Looking back over these research experiences, he sees two great questions yet to explore:  1) Focusing on just how architects “produce” building designs, where this activity might fit in our Western social matrix, and 2) Considering architecture, therefore, a medium and a stance in our culture—what happens when certain architects explore its conceptual edges? – Jones, Labrouste and Hittorff; Sullivan and Wright; Kahn, Venturi and Graves.
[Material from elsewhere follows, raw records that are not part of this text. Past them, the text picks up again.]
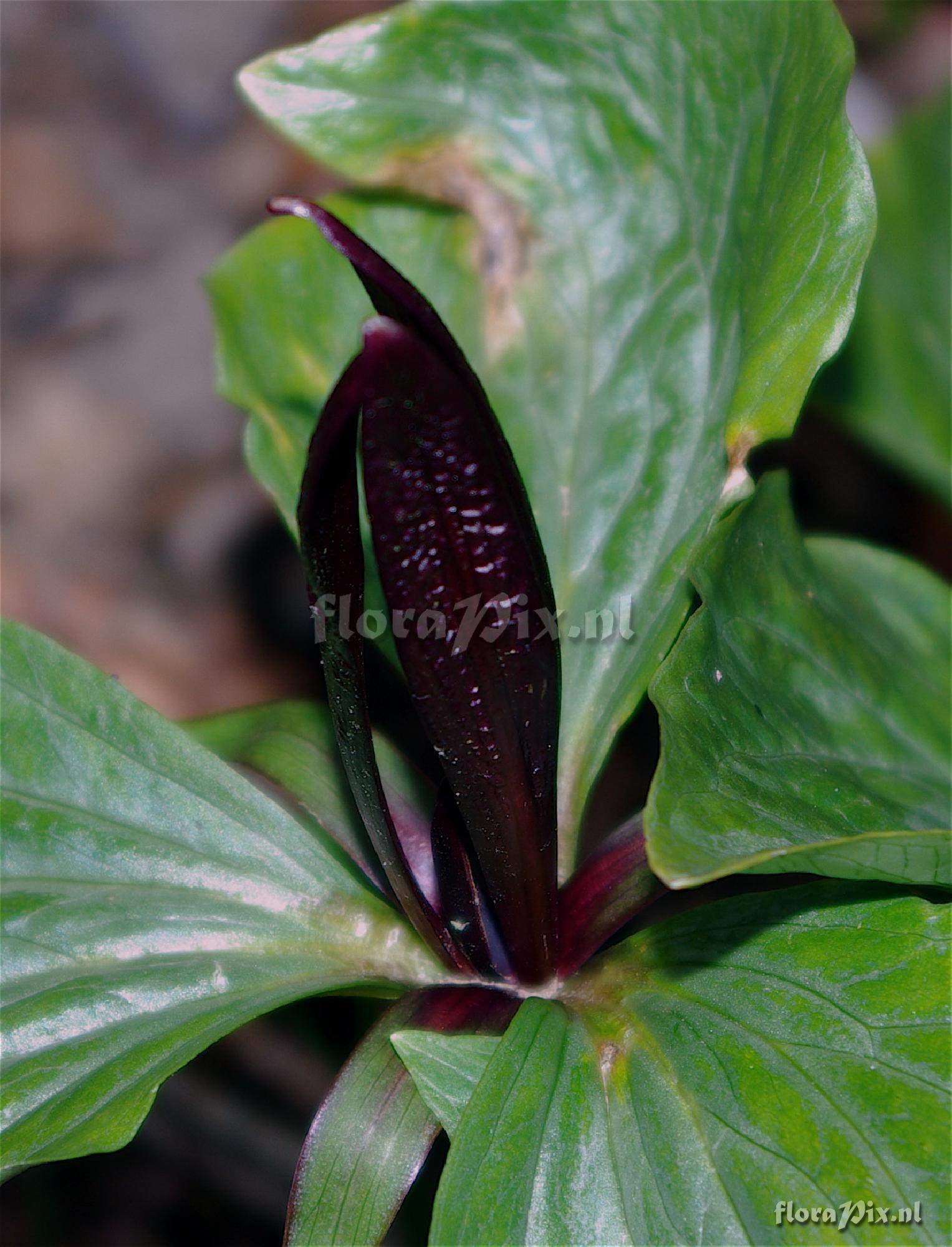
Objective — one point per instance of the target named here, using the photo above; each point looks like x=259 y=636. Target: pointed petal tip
x=382 y=329
x=289 y=206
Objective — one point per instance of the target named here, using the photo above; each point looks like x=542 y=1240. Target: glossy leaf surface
x=445 y=1069
x=804 y=711
x=672 y=220
x=892 y=383
x=153 y=901
x=787 y=1046
x=374 y=1130
x=531 y=1159
x=364 y=1149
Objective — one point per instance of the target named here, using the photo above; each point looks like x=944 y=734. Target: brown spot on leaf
x=449 y=175
x=608 y=1056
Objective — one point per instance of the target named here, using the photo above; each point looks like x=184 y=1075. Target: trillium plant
x=722 y=1022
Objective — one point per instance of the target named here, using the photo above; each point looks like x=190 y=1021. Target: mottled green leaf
x=804 y=711
x=292 y=744
x=670 y=216
x=781 y=1047
x=531 y=1159
x=152 y=901
x=445 y=1069
x=892 y=383
x=364 y=1148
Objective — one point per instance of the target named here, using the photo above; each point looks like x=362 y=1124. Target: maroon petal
x=330 y=543
x=395 y=297
x=606 y=892
x=446 y=511
x=463 y=903
x=390 y=292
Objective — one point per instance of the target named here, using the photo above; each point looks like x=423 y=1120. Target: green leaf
x=892 y=383
x=531 y=1160
x=292 y=744
x=445 y=1069
x=787 y=1046
x=152 y=901
x=670 y=216
x=779 y=1047
x=364 y=1148
x=804 y=711
x=288 y=312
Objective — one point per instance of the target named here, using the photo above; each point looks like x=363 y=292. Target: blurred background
x=133 y=536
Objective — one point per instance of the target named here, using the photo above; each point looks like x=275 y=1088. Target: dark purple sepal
x=389 y=291
x=445 y=509
x=463 y=905
x=330 y=544
x=611 y=887
x=395 y=297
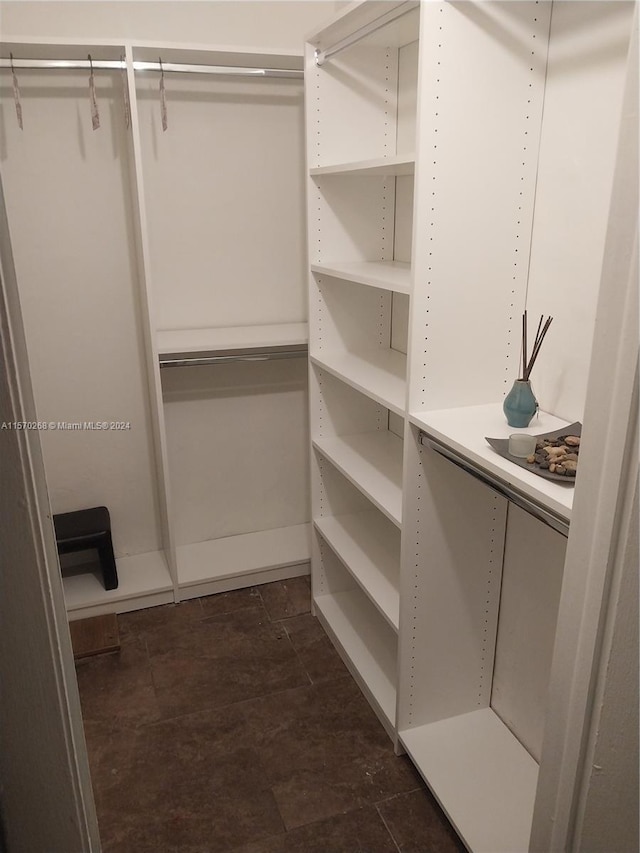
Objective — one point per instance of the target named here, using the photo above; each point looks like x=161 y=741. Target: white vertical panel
x=531 y=581
x=67 y=190
x=237 y=440
x=587 y=59
x=452 y=563
x=224 y=190
x=407 y=98
x=481 y=97
x=404 y=219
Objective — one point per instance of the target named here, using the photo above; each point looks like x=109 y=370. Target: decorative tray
x=501 y=446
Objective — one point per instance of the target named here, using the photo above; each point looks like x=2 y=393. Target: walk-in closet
x=277 y=263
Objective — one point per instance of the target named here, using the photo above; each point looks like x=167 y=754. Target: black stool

Richard Guy WilsonRichard Guy Wilson

Richard Guy Wilson’s architectural journey began in Los Angeles—the home of everything new—in a house designed by the leading modernist Rudolph Schindler for his parents. The journey continued with Riverside’s Mission Inn and then side tracked with the University of Colorado and the US Navy. The architectural adventure returned with his marriage to the wonderful Ellie, a student of Bill Jordy’s at Brown, and then a Ph.D. at the University of Michigan in 1972 under Leonard K. Eaton. The architectural adventure really got going with teaching at Iowa State (1972–1976), and then the University of Virginia where he holds the Commonwealth Chair. More architectural awakenings came with summer programs—39 years for the Victorian Society—and commentator for PBS and A&E television. Wilson’s scholarship includes architecture and design from the 17th to the 21st centuries. In addition to articles, reviews, papers and talks he is the author/joint author of 16 books and catalogues with titles such as McKim, Mead & White, Architects, The Colonial Revival House, and Edith Wharton at Home, and Buildings of Virginia: Tidewater and Piedmont, a volume in the Society of Architectural Historians’ Buildings of the United States series. A real adventure has been major museum exhibitions such as The American Renaissance, 1876–1917, The Arts and Crafts Movement in America, The Machine Age in America, Tiffany’s Laurelton Hall, The Making of Virginia Architecture, The Architecture of R.M. Schindler and 3 exhibits on the architecture and design of Thomas Jefferson. Books on Jefferson’s career and on Louis Comfort Tiffany are in progress. A most important part of his architectural journey are the colleagues and extraordinary students: undergrads, graduates, and those interested in the history of the built environment. These individuals have made this adventure in architecture possible, and it will continue.